Scary, or a truly hot band? Nicolas Barber meets Skunk Anansie, newcomers with a wild, wild act and a very big future
SEEING Skunk Anansie for the first time, it is clear that this is how rock shows should be. Quite apart from their shudderingly taut punk-funk-metal and the ear-shredding voice of their lead singer, Skin, Skunk Anansie stand out as the most madly energetic performers for a long time. They put the Iggy back in pop. There's bass player Cass, dreadlocks flailing, and Ace, the guitarist, truly wrenching noise out of his instrument, and, above all, Skin, an athletic, leather-clad women with a fluorescent cross on her shaven head, bounding and stage-diving as if she were very possibly possessed.

A security guard asks me if I know the name of the band; people keep coming up and asking her. It's almost unheard-of for an unheard-of support band to create such a buzz. But Skunk Anansie have been signed by record label One Little Indian, home of Bjork, who recruited their thunderous power for the B-side of her single "Army of Me". Next, they're off to Hollywood to cameo in Strange Days, starring Juliette Lewis and Ralph Fiennes.

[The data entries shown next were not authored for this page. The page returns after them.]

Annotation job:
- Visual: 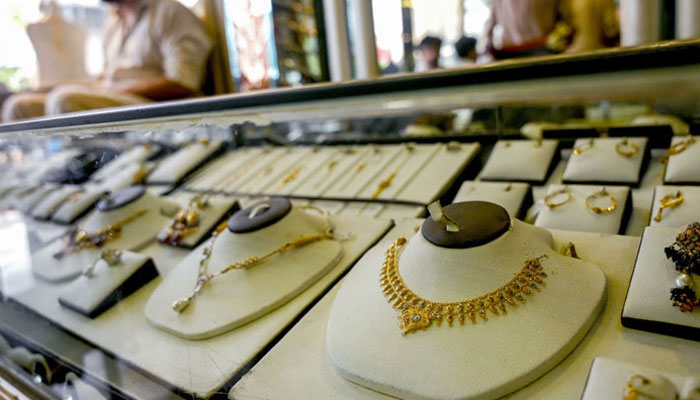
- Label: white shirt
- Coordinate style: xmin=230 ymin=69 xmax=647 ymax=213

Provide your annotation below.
xmin=104 ymin=0 xmax=212 ymax=92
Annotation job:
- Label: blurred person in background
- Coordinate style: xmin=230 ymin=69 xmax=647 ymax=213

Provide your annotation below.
xmin=484 ymin=0 xmax=561 ymax=60
xmin=2 ymin=0 xmax=212 ymax=122
xmin=455 ymin=36 xmax=477 ymax=66
xmin=416 ymin=36 xmax=442 ymax=72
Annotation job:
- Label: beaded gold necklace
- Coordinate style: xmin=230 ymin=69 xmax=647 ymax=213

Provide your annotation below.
xmin=379 ymin=237 xmax=547 ymax=335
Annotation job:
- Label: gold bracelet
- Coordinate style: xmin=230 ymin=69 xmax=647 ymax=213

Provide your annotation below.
xmin=586 ymin=188 xmax=617 ymax=214
xmin=574 ymin=139 xmax=595 ymax=156
xmin=544 ymin=187 xmax=571 ymax=210
xmin=615 ymin=139 xmax=639 ymax=158
xmin=654 ymin=190 xmax=683 ymax=222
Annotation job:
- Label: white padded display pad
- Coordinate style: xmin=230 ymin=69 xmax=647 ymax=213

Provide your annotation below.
xmin=564 ymin=137 xmax=648 ymax=184
xmin=32 ymin=185 xmax=80 ymax=219
xmin=146 ymin=142 xmax=223 ymax=183
xmin=535 ymin=185 xmax=630 ymax=233
xmin=664 ymin=136 xmax=700 ymax=183
xmin=158 ymin=194 xmax=236 ymax=247
xmin=479 ymin=139 xmax=559 ymax=182
xmin=649 ymin=186 xmax=700 ymax=227
xmin=229 ymin=227 xmax=700 ymax=400
xmin=2 ymin=212 xmax=390 ymax=397
xmin=452 ymin=181 xmax=530 ymax=216
xmin=581 ymin=357 xmax=700 ymax=400
xmin=144 ymin=209 xmax=343 ymax=339
xmin=32 ymin=191 xmax=177 ymax=281
xmin=326 ymin=219 xmax=606 ymax=399
xmin=51 ymin=186 xmax=107 ymax=224
xmin=622 ymin=226 xmax=700 ymax=329
xmin=59 ymin=251 xmax=149 ymax=312
xmin=90 ymin=144 xmax=160 ymax=181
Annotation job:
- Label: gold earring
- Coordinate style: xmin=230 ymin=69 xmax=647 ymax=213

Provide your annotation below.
xmin=654 ymin=190 xmax=683 ymax=222
xmin=586 ymin=188 xmax=617 ymax=214
xmin=574 ymin=139 xmax=594 ymax=156
xmin=615 ymin=139 xmax=639 ymax=158
xmin=544 ymin=187 xmax=571 ymax=210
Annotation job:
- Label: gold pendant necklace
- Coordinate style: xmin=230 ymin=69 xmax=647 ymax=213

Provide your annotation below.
xmin=53 ymin=210 xmax=148 ymax=260
xmin=171 ymin=206 xmax=334 ymax=313
xmin=379 ymin=237 xmax=547 ymax=335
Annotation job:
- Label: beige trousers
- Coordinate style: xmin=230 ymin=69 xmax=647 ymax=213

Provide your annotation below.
xmin=2 ymin=85 xmax=151 ymax=122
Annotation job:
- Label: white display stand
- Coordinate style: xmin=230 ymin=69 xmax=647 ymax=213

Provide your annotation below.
xmin=479 ymin=139 xmax=559 ymax=183
xmin=90 ymin=144 xmax=160 ymax=181
xmin=31 ymin=185 xmax=80 ymax=219
xmin=622 ymin=227 xmax=700 ymax=340
xmin=452 ymin=181 xmax=530 ymax=217
xmin=51 ymin=186 xmax=107 ymax=224
xmin=32 ymin=191 xmax=178 ymax=281
xmin=649 ymin=186 xmax=700 ymax=227
xmin=58 ymin=250 xmax=158 ymax=318
xmin=664 ymin=136 xmax=700 ymax=184
xmin=581 ymin=357 xmax=700 ymax=400
xmin=158 ymin=194 xmax=238 ymax=248
xmin=146 ymin=142 xmax=223 ymax=184
xmin=535 ymin=185 xmax=630 ymax=233
xmin=563 ymin=137 xmax=648 ymax=185
xmin=326 ymin=219 xmax=606 ymax=399
xmin=229 ymin=227 xmax=700 ymax=400
xmin=2 ymin=217 xmax=390 ymax=398
xmin=144 ymin=209 xmax=343 ymax=339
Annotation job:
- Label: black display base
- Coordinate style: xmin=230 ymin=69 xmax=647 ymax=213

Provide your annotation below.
xmin=58 ymin=258 xmax=158 ymax=318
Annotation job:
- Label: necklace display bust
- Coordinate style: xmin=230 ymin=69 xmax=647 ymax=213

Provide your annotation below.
xmin=326 ymin=202 xmax=606 ymax=399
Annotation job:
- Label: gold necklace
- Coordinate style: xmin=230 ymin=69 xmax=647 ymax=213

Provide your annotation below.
xmin=372 ymin=146 xmax=413 ymax=200
xmin=379 ymin=237 xmax=547 ymax=335
xmin=161 ymin=195 xmax=209 ymax=244
xmin=53 ymin=210 xmax=148 ymax=260
xmin=172 ymin=207 xmax=334 ymax=313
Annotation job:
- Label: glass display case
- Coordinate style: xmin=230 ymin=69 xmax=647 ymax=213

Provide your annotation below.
xmin=0 ymin=40 xmax=700 ymax=399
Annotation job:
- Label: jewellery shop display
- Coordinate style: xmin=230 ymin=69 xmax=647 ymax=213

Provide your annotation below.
xmin=661 ymin=136 xmax=695 ymax=162
xmin=379 ymin=237 xmax=547 ymax=335
xmin=654 ymin=190 xmax=683 ymax=222
xmin=664 ymin=222 xmax=700 ymax=312
xmin=615 ymin=139 xmax=639 ymax=158
xmin=83 ymin=249 xmax=122 ymax=278
xmin=372 ymin=145 xmax=413 ymax=200
xmin=53 ymin=210 xmax=148 ymax=260
xmin=160 ymin=195 xmax=209 ymax=244
xmin=543 ymin=187 xmax=572 ymax=210
xmin=573 ymin=139 xmax=595 ymax=156
xmin=586 ymin=188 xmax=617 ymax=214
xmin=172 ymin=206 xmax=334 ymax=313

The reasons for their appeal are as copious as they are obvious. They are a multi-racial band who crumple the boundaries between rock genres and they have a singer who is a cross between Naomi Campbell, Tank Girl and Aretha Franklin. Then there are the lyrics, which rail against corrupt evangelism ("Selling Jesus"), the police ("Skunk Song"), racism ("Little Baby Swastikkka"). "It's a documentation of what's going on, of what's around now," says Skin. "We're a very modern band, we're not interested in retro stuff. We're PC, and we're not pretending to be anti-PC. If that makes us uncool in some people's eyes then they can go and shag a fork- lift truck."

But the main reason for their success is that high-voltage stage act. Even when recording their album, due in the autumn, Ace's solos were at their best when Skin leapt on him and wrestled him to the floor as she does on stage.

"Scary" is an adjective frequently applied to their shows, but it's a sign of the mediocrity of concerts when it is thought frightening for a singer to jump about. "If people are scared by the way I look, they're pathetic," says Skin.

But the scariest thing about Skin and Ace is how well-adjusted, unpretentious and humorous they are. Skin, in fluorescent orange vest, has a squeaky little Brixton voice; she sounds much less confrontational than in print.

Skin's name sounds as militant as you can get. But she says it's short for Skinny, her childhood nickname. As for painting crosses, stripes and stars on her head, it's "just 'avin' a laugh an' bein' stupid".

Formed on the North London club scene 15 months ago, Skunk Anansie say success has not been as swift as it appears. "This is just our second single. If you're travelling around making money, that's when you think you've arrived," says Ace. "But we're not doing either."

They spend most of the interview laughing but when the photographer raises his camera they immediately assume grave faces. "We're political revolutionaries, man," says Cass. "Political revolutionaries don't smile." "Yeah," Ace agrees, "those T-shirts with Che Guevara on them wouldn't look right if he was smiling."

! Skunk Anansie: "I Can Dream" (One Little Indian) is out now.